TB Reader started to develop 5 years ago with a collaboration with Universiti Sains Malaysia (USM) Kubang Kerian and Universiti Malaysia Perlis (UniMAP) together with Persatuan Pencegah Batuk Kering Sabah (SABATA) Penampang.
The new clinical trial of TB Strip began in August last year in stages but had to be postponed due to the second phase of the Movement Control Order (MCO).
The study was also initiated five years ago in collaboration with USM Kubang Kerian and the Respiratory Medical Institute of the Ministry of Health.
"As a group of researchers involved with biosensors, diagnostic methods in disease detection are among the most important scopes to help patients speed up the diagnosis process and get treatment at an early stage.
"This partnership must continue to be established between researchers, agencies under the Ministry of Health Malaysia (MOH), other ministries involved such as the Ministry of Science, Technology and Innovation (MOSTI) as well as the industry to enable innovation in the detection of TB diseases in the country to be implemented well and comprehensively," said Nor Azah.
She also added that, this innovation is currently undergoing the clinical trial and needs to get the approval from the authority on Peranti Perubatan (MDA) before it can be widely marketed.
The official website of the World Health Organisation (WHO) also states that 1.4 million people were recorded to have died from the infectious disease in 2019 and this number includes 208,000 people with HIV.
Meanwhile, Medical Lecturer of the Faculty of Medicine and Health Sciences UPM Dr Ummi Nadira Daut said TB disease includes cases involving TB bacteria immune to the drug (multidrug resistance TB- (MDR-TB)) which shows an increase in cases every year.
MDR-TB is a condition in which people with TB experience resistance or immunity to two important drugs of TB which are isoniazid and rifampicin, and it is a more difficult condition that requires a long period of treatment and a higher cost than normal Tibi cases.
The situation, She said, demands the commitment of all government and private parties to provide early screening and treatment services to patients as the drug resistant issue has adverse implications for the lives and health of the community if not addressed appropriately.
"Education and prevention programs need to continue to be expanded by focusing fully on patients at high risk of MDR-TB.
"Every patient should be given counselling on medication and emphasis on adhering to treatment.

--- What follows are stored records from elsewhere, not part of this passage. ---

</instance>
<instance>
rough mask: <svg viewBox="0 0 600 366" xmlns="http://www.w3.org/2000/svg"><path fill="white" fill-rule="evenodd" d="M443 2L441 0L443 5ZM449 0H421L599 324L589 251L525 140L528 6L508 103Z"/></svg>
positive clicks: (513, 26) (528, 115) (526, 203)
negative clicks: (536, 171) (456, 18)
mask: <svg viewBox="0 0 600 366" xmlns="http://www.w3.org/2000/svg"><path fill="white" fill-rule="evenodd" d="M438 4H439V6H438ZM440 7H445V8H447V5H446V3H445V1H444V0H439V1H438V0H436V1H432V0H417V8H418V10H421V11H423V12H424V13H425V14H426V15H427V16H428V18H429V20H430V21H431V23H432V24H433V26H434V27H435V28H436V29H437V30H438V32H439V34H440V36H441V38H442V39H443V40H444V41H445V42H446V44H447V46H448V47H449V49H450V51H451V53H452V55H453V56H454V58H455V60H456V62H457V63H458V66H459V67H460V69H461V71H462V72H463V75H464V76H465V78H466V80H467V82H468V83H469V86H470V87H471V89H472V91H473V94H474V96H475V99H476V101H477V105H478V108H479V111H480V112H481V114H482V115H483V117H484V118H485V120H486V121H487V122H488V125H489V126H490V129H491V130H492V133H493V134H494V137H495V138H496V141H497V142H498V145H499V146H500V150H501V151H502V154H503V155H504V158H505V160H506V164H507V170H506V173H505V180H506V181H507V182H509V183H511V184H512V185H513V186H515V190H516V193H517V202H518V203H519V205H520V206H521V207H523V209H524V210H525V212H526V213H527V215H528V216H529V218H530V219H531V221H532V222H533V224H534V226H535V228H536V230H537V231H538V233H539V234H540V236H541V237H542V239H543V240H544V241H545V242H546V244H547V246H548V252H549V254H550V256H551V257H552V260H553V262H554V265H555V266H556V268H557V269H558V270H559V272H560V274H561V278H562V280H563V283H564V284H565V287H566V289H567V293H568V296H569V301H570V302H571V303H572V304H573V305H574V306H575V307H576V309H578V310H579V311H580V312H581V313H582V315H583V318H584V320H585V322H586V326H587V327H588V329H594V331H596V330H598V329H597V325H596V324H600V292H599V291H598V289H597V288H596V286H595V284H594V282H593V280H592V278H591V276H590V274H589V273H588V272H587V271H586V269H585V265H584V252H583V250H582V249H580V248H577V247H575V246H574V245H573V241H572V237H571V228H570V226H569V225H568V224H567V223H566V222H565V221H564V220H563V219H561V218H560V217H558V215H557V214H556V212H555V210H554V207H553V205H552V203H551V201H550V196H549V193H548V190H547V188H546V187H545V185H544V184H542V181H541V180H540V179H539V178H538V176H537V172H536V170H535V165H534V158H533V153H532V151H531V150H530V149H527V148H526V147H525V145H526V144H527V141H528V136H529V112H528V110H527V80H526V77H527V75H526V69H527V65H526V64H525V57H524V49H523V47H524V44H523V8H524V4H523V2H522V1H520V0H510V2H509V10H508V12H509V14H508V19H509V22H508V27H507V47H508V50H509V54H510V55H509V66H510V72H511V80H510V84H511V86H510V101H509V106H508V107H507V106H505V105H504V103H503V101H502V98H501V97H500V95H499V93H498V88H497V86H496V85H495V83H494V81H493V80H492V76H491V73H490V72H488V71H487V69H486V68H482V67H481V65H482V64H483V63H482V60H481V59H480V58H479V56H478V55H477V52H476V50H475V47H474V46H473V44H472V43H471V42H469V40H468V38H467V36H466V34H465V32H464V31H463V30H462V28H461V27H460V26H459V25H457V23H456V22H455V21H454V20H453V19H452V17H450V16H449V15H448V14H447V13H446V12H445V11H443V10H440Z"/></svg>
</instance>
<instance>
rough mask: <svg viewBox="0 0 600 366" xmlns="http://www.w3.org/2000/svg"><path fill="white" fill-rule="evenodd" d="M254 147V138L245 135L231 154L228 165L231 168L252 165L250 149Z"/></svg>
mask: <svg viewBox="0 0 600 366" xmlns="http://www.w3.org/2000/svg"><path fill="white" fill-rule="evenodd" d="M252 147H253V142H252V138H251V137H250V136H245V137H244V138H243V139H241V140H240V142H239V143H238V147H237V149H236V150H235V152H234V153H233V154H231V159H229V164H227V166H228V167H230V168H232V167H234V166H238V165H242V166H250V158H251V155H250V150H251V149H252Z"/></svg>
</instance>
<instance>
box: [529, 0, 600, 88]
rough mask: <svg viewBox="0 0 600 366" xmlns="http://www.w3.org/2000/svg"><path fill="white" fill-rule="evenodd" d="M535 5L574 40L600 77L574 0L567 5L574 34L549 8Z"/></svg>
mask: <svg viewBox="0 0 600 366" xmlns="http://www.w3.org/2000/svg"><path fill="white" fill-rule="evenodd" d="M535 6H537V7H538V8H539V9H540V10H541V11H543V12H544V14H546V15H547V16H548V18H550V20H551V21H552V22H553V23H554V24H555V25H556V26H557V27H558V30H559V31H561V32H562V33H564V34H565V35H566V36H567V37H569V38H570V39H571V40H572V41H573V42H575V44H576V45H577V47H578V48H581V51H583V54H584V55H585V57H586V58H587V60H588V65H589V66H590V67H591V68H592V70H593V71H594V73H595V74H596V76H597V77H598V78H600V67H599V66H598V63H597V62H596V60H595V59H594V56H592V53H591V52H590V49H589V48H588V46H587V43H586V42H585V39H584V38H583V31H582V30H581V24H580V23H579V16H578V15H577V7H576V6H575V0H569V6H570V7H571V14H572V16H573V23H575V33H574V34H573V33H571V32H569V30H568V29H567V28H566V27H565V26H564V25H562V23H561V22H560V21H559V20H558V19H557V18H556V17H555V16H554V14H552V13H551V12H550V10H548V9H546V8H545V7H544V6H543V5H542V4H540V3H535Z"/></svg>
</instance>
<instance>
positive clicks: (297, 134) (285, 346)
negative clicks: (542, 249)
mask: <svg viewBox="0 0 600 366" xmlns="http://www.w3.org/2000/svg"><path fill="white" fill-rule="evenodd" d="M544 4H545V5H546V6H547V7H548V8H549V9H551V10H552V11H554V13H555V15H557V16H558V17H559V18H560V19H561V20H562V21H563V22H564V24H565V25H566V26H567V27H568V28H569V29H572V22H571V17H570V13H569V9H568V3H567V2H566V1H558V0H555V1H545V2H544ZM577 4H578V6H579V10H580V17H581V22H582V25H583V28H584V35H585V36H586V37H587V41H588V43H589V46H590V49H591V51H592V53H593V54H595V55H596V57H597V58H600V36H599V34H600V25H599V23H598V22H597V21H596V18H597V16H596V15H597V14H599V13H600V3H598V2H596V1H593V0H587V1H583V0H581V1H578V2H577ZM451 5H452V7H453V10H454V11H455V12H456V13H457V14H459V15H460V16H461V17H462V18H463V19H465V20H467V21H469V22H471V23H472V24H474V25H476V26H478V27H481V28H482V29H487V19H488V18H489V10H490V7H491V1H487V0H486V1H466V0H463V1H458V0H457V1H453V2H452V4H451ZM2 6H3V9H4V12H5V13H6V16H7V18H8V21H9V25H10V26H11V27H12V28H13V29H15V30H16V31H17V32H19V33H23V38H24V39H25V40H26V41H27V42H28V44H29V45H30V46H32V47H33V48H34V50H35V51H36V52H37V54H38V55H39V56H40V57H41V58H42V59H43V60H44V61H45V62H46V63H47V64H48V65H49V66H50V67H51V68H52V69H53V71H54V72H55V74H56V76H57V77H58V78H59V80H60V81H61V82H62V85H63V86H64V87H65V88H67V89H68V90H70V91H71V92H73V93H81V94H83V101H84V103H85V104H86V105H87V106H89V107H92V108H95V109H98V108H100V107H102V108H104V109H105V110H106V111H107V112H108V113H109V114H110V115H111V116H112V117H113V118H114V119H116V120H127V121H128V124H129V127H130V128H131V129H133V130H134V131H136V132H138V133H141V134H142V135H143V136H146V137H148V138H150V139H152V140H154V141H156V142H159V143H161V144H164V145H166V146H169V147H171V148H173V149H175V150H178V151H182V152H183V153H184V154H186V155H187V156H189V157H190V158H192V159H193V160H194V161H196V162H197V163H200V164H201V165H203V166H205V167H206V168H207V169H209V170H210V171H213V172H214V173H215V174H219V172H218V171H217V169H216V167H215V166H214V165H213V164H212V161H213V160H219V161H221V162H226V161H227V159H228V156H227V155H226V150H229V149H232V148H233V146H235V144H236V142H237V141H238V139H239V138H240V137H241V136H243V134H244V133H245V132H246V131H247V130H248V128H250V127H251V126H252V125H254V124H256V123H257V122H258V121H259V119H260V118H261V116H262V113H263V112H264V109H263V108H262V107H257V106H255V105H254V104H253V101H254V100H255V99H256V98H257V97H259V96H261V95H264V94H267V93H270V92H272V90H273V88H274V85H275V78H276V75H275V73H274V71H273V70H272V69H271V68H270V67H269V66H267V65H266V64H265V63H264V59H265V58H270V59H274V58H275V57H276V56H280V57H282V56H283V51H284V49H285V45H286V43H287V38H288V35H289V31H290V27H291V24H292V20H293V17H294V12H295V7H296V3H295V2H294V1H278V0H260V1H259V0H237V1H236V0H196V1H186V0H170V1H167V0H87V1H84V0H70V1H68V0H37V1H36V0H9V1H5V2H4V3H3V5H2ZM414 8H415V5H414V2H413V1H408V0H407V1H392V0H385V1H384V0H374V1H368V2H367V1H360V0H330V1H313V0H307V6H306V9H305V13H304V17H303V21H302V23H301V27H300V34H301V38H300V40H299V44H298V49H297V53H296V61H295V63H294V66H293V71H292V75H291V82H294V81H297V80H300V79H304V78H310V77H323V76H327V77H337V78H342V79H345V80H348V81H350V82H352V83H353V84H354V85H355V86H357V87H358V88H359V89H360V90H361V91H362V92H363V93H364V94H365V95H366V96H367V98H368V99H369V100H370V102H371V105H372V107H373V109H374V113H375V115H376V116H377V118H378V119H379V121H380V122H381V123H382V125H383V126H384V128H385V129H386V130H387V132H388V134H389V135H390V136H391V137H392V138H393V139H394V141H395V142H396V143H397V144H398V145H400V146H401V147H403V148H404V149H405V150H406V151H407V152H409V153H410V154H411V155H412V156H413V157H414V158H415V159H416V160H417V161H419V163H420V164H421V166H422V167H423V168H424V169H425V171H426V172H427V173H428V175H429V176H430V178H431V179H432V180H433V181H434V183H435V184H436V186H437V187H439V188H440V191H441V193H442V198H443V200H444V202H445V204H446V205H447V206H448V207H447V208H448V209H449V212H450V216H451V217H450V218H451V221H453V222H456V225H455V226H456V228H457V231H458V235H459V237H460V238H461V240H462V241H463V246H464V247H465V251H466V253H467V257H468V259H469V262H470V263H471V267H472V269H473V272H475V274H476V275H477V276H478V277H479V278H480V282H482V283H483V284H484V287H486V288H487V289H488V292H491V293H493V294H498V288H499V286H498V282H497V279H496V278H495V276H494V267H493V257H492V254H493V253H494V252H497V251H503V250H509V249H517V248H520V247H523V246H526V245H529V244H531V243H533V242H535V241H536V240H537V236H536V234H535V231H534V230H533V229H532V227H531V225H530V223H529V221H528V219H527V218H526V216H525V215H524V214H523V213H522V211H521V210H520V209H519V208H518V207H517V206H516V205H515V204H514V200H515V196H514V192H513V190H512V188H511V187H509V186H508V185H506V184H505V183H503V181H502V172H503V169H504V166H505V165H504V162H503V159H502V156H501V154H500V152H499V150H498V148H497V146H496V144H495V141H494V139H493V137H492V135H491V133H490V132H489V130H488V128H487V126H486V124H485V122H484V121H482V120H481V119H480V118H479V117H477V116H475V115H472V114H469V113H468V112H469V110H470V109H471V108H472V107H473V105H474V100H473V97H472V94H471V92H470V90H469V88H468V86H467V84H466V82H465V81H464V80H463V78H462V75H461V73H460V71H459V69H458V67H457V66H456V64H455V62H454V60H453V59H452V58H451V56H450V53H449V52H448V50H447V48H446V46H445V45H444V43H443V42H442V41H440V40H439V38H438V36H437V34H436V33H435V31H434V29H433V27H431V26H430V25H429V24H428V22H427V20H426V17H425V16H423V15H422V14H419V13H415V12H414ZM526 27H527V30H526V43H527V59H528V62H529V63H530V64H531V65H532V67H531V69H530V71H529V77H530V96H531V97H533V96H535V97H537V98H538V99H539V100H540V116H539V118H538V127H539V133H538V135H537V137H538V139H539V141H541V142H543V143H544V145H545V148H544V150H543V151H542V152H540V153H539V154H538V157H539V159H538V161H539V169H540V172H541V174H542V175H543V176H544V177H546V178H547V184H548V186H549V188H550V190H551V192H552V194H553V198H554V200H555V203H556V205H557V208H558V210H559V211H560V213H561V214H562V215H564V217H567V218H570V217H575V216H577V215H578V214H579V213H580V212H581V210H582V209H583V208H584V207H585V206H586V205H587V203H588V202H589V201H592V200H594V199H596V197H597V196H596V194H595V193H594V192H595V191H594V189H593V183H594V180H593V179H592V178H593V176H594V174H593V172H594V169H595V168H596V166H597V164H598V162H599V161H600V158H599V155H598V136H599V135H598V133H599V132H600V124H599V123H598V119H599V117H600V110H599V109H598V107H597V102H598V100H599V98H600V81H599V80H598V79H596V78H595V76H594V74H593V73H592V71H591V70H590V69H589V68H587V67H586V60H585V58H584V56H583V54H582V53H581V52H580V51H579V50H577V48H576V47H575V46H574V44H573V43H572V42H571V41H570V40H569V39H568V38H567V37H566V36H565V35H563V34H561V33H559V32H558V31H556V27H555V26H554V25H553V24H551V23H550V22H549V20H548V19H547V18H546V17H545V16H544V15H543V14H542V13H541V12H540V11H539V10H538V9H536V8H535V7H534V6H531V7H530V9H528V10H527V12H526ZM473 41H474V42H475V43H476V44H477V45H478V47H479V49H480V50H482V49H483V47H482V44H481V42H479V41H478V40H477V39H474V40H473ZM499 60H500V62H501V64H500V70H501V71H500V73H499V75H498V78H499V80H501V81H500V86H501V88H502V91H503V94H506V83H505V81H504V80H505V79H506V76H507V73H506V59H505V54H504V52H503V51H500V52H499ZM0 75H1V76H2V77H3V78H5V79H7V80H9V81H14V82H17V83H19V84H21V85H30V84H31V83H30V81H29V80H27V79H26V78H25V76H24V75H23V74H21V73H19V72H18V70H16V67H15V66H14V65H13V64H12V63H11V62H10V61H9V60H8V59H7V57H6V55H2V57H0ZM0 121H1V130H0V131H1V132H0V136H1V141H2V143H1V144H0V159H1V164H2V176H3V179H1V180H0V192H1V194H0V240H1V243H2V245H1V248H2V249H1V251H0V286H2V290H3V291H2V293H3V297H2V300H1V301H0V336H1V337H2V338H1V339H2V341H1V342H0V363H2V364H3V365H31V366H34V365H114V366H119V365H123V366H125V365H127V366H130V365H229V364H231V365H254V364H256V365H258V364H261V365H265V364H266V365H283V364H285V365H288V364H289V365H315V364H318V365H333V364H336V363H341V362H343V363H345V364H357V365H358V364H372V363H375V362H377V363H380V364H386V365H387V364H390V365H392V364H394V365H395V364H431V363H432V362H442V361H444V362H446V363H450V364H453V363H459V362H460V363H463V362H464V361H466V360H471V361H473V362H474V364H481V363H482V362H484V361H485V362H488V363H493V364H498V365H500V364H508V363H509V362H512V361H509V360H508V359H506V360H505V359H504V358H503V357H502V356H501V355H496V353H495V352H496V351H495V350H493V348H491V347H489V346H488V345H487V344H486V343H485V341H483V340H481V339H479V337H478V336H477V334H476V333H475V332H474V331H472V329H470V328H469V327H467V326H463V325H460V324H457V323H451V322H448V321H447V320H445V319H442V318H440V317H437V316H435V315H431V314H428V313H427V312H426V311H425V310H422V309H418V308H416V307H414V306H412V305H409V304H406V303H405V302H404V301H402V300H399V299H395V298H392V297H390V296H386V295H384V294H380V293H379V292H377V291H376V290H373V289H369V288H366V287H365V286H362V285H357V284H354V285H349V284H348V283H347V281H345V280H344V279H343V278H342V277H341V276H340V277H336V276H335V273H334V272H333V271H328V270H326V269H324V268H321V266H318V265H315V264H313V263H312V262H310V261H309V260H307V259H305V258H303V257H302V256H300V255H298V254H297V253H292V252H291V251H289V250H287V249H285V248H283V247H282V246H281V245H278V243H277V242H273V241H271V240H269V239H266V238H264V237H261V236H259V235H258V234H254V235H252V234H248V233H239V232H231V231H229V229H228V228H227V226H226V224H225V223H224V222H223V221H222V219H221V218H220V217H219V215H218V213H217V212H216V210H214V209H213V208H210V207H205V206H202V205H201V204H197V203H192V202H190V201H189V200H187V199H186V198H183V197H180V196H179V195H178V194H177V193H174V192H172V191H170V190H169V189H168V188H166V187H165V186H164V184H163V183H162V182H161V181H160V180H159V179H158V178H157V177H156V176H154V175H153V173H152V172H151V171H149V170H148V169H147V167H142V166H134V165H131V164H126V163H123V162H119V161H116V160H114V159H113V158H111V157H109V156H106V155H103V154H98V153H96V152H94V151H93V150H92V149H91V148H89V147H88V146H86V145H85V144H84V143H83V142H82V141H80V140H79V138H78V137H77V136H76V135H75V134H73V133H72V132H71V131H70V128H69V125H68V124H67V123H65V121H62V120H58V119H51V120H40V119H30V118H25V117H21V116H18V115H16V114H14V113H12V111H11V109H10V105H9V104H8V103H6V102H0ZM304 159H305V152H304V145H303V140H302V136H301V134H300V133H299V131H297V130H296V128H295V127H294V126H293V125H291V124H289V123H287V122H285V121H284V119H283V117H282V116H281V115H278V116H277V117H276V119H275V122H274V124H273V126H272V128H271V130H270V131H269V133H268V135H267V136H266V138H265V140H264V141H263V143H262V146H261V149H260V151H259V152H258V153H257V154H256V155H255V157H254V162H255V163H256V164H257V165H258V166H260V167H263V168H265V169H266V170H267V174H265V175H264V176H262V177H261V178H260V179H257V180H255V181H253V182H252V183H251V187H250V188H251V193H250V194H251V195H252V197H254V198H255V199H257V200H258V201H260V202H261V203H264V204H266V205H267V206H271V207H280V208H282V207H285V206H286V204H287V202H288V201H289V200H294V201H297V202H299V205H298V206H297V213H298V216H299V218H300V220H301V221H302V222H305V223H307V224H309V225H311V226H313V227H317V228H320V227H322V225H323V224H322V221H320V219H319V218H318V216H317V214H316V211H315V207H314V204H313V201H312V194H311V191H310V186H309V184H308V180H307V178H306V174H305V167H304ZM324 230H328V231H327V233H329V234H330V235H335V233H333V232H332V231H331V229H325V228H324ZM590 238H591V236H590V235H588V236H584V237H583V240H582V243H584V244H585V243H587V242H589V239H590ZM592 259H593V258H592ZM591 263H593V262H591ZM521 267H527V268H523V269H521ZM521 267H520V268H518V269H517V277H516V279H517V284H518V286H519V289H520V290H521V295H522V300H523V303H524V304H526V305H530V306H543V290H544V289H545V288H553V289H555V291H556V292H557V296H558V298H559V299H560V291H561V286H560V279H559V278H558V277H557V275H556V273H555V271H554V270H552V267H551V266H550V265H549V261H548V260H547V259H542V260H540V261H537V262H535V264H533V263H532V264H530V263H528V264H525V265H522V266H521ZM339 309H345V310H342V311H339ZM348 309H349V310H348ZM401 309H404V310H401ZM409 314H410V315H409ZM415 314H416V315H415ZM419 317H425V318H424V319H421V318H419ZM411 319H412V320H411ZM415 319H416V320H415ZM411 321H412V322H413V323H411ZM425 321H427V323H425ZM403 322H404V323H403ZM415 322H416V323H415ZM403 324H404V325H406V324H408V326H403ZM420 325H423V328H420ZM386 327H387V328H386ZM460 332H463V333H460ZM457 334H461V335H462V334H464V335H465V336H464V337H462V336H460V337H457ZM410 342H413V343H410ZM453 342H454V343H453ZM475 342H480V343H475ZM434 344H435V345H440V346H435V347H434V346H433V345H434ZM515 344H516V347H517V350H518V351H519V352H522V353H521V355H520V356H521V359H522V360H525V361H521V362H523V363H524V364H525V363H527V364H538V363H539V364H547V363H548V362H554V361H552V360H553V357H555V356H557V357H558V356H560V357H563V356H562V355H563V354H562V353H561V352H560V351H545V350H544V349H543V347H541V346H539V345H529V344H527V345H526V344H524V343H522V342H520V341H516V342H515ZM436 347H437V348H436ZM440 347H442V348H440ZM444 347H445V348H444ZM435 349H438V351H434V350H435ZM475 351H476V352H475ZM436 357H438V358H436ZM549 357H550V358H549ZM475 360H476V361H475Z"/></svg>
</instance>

Failure to comply with the prescribed treatment will increase the risk of MDR-TB and will make it difficult to heal thus increasing the complications of the disease.
"Society needs to be exposed to the dangers of MDR-TB and work together to curb the spread of the MDR-TB community that is currently happening in Malaysia," she further explained, who is also a Pulmonologist.
A total of 352 MDR-TB cases were reported in Malaysia in 2018 with an increase of 182 new cases compared to 170 treated in the previous year.
Ummi Nadira added that the MOH is constantly working to improve the various TB disease studies from the aspects of prevention, screening, diagnosis and treatment to ensure that the National Tb Control program is always ahead and successfully achieves the target of zero TB by 2035.
"The facilities in every government hospital such as Gene Xpert are also being added to speed up the diagnosis of MDR-TB so that early treatment can be given to patients," he said.
Tibi Day is celebrated around the world on 24 March every year to commemorate the history of the discovery of the bacteria Mycobacterium tuberculosis by Dr Robert Koch on 24 March 1882.
Also known as tuberculosis, the disease usually affects the lungs but other organs such as the brain, bones, glands, intestines and kidneys can also develop TB infection.